When Will We Stop Planting the Seeds of Intergenerational Trauma?

We have long believed that family is the best place for a child to grow. "Common sense" derived from lived experiences formed cultural and religious attitudes about the importance of family, and they guided society a long time before we had empirical proof. But now we do.

As expected, research agrees with "common sense" in that the trauma of a child being separated from family is the single most detrimental experience of childhood. The impaired resilience in the child separated from family impacts physical and mental health, intellectual development, executive function, and ability to form healthy relationships. Recent research also shows that the trauma of the experience of separation, when it is not healed in the formative years of that first generation, is often experienced by their children, and if the suffering from the trauma is severe, it can be epigenetically transmitted to future generations. Likewise, recent research has concluded that when a mass separation of children and family has occurred, effecting a significant portion of the population, the impact is not just long, it is wide.
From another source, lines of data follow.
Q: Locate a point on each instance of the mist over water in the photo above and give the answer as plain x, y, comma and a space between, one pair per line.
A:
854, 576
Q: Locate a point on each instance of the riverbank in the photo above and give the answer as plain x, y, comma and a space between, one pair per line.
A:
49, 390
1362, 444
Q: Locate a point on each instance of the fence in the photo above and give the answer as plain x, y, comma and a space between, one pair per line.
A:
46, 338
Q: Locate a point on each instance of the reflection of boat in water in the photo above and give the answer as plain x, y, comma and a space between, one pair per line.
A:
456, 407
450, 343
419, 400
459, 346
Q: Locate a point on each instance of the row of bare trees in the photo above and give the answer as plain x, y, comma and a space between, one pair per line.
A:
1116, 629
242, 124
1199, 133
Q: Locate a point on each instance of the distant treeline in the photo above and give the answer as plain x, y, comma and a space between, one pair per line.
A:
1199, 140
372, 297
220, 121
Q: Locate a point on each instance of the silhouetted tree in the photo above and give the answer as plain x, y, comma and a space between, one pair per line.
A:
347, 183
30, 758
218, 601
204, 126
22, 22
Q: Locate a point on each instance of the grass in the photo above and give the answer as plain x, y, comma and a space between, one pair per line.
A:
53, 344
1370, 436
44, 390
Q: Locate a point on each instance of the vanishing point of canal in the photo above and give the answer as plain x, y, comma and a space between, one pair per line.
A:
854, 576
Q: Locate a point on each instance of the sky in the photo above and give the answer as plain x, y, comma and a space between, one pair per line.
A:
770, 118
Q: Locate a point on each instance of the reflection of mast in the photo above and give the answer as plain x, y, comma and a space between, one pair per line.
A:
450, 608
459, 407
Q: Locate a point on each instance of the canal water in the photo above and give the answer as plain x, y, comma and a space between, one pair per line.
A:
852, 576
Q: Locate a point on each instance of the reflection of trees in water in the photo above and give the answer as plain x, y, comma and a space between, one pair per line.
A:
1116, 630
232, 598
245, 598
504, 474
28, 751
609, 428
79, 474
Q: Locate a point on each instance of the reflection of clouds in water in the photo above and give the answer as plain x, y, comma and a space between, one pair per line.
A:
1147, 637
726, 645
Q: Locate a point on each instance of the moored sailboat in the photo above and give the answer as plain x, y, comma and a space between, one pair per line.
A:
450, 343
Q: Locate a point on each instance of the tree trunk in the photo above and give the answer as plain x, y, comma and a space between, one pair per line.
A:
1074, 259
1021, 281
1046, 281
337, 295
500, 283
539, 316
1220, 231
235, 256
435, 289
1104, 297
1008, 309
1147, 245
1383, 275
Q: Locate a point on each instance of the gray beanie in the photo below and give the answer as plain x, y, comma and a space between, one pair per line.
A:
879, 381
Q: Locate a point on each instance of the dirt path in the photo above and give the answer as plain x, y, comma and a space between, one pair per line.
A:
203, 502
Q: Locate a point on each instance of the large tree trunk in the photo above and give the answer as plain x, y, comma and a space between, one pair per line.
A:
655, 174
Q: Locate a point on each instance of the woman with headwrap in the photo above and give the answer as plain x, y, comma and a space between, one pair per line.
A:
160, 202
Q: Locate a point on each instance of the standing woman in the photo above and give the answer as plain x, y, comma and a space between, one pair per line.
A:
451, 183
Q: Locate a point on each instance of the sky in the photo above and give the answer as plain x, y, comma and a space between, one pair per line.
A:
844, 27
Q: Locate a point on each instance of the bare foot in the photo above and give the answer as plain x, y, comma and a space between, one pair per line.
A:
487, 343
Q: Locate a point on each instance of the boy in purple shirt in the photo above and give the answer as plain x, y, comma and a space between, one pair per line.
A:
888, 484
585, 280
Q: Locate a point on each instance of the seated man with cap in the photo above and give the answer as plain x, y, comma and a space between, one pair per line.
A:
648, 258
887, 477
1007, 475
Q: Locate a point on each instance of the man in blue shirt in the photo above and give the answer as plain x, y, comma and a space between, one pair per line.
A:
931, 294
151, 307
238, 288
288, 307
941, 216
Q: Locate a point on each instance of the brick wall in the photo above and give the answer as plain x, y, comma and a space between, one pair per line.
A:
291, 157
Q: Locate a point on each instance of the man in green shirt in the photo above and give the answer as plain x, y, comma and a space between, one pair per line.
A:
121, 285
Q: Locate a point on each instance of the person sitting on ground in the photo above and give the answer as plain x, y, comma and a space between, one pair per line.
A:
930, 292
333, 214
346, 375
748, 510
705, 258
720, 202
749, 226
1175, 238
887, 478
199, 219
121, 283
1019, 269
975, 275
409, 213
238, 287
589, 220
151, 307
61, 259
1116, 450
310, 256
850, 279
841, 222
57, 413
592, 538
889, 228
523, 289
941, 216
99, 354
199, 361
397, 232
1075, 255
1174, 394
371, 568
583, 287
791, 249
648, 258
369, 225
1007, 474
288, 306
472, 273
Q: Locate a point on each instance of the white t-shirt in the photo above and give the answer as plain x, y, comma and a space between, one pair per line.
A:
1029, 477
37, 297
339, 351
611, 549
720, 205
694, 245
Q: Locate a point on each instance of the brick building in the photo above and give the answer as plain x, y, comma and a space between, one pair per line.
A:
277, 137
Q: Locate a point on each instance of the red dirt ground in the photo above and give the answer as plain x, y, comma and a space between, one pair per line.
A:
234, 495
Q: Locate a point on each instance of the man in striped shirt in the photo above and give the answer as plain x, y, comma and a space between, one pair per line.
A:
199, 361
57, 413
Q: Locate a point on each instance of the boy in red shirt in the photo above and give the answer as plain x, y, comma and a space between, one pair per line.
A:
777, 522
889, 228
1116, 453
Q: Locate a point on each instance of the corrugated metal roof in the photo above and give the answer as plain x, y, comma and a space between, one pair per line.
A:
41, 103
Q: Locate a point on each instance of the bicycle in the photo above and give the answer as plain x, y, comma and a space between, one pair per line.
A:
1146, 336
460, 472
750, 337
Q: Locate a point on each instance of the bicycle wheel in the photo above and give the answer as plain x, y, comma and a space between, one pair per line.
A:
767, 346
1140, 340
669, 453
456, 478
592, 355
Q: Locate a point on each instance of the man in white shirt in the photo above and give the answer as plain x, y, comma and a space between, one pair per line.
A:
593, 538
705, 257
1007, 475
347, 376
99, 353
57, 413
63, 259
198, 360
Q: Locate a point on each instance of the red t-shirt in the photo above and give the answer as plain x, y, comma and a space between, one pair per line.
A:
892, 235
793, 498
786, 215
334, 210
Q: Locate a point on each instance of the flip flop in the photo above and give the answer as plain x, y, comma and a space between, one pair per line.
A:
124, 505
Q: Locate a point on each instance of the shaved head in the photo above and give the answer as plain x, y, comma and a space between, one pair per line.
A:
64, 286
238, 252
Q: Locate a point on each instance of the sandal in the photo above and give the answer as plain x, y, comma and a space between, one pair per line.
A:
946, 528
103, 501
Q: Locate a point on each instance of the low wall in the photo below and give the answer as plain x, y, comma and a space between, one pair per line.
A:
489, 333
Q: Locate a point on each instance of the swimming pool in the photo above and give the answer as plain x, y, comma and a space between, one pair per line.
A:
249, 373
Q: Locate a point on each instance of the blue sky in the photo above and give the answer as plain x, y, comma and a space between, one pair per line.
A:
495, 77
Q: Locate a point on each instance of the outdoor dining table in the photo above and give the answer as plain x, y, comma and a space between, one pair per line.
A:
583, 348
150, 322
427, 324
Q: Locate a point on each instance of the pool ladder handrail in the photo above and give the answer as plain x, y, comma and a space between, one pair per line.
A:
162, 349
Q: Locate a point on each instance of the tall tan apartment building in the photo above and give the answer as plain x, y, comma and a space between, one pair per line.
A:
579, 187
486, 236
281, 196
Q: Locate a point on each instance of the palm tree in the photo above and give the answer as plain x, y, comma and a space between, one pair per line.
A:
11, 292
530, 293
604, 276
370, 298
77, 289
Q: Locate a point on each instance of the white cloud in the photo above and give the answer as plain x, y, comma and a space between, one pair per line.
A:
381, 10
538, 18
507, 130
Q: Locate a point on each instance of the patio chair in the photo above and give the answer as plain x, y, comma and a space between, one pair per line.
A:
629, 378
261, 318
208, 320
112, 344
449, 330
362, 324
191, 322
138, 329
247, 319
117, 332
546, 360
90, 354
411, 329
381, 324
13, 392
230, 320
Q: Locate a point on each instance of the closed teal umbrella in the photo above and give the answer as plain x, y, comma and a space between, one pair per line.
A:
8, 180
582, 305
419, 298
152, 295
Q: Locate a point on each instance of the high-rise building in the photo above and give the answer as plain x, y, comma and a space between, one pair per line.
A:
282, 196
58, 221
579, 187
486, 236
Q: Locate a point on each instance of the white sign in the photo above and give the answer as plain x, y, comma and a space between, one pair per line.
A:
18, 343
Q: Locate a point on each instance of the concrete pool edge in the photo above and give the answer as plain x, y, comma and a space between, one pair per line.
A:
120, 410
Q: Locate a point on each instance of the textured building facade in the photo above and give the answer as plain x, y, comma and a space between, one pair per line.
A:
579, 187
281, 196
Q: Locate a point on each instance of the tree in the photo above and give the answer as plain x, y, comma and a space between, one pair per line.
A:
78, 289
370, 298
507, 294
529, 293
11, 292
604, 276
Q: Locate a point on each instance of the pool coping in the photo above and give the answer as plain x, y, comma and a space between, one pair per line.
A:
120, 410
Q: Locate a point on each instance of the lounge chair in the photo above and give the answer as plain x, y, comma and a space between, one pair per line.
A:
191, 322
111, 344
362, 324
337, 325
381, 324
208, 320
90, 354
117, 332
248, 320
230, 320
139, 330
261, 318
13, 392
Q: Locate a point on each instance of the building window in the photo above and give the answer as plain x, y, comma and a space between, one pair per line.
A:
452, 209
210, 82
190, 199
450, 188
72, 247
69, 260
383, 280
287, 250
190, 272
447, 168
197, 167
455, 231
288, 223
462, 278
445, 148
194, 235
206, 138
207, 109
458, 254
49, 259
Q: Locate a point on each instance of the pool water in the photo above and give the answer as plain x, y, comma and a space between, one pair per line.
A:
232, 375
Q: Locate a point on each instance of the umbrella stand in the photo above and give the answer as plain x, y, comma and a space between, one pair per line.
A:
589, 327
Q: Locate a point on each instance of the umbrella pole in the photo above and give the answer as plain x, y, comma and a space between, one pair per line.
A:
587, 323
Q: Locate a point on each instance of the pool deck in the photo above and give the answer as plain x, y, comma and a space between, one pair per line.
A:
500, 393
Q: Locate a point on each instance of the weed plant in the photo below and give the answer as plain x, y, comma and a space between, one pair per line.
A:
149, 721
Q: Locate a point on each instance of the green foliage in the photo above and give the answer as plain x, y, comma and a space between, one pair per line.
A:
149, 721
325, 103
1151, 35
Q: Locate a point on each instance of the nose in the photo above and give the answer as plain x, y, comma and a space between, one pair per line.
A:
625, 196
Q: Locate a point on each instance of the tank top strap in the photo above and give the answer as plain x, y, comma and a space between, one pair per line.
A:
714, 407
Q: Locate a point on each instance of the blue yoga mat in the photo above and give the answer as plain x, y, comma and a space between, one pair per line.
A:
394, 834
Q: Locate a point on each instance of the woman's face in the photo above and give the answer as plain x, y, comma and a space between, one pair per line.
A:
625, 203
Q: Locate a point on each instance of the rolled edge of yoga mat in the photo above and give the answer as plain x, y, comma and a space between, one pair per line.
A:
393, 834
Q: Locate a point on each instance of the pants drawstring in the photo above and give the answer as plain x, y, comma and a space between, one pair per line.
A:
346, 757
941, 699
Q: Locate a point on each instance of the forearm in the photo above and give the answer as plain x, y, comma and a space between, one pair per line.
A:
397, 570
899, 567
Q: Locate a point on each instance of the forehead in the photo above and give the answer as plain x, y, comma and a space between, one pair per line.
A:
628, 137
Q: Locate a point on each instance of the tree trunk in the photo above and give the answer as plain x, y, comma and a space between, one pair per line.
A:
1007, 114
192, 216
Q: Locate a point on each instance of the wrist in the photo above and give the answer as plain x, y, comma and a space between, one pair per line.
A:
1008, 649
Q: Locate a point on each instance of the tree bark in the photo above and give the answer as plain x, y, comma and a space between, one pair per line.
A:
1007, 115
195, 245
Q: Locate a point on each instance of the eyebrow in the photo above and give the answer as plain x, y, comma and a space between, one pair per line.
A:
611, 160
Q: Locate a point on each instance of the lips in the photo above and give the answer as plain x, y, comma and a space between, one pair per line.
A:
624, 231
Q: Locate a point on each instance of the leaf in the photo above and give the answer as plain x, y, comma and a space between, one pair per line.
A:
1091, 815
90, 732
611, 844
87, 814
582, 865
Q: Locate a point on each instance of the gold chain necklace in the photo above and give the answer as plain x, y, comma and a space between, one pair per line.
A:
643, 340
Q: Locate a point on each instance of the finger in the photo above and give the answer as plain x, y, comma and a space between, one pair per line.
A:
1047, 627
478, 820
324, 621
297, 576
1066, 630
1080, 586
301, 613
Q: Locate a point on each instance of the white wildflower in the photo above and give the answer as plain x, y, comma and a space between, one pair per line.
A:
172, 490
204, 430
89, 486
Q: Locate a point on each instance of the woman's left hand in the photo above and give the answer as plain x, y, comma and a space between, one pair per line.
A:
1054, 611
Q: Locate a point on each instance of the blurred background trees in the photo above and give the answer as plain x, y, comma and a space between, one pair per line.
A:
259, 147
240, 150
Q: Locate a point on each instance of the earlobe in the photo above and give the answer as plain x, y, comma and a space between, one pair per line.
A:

The trauma is felt not just within the next generations of that family, but within generations of the evolution of the entire community, impairing societal resilience and well-being.


Why does it take a community so long to heal from Family Separation?"

There is a great deal of research on the trauma suffered by children in being separated from family, going back a century, and evaluating harms on multiple populations by child and family separation. Scientific studies did not occur before the science of psychology found credibility in society - and that really only happened in the last century. Recognizing the validity of the evidence of individual harm caused by pulling children away from their parents and close family began with examining the impacts of intentionally harmful and willful acts of government, and then grew to include well-meaning acts of intentional separation, and inadvertent exacerbation of accidental separations. Over time, research identified the nature of the trauma, the impact of the trauma on the person experiencing it, the transmission of the trauma to others who did not directly experience it, and the requirements for healing the trauma. Familial separation is akin to a poison ingested by the human psyche. Like any other poison, without intentional healing interventions, the trauma spreads and the impact of the injury lingers. Unsurprisingly to those of us working here at HCW, it appears that Family Reunification and Empowerment is the antidote.

Anna Freud & WWII Evacuations: The Seed of Intergenerational Trauma

During WWII, Anna Freud (daughter of Sigmund) studied children evacuated from London. She examined the relative mental stability of children experiencing the horrors of war with their families, versus those who were experiencing less war, but more separation, and reported:

“London children … were on the whole much less upset by bombing than by evacuation to the country.”

In her Observational Nursery studies, Freud found that separation from parents inflicted deeper psychological wounds than bombings. Later studies (by subsequent researchers) of similar evacuees conducted on adults in their old age revealed lifelong impacts—identity disruption, anxiety, and emotional distress—traced to those early separations. These effects were often passed on, not just to children but even grandchildren.

Holocaust Survivors: Trauma Echoing into Grandchildren

Research by Dr. Rachel Yehuda shows Holocaust trauma is passed intergenerationally through both behavior and biology. Children of survivors often exhibit PTSD symptoms and altered stress hormone profiles—despite never experiencing the camps themselves. Some findings suggest these effects persist into the third generation.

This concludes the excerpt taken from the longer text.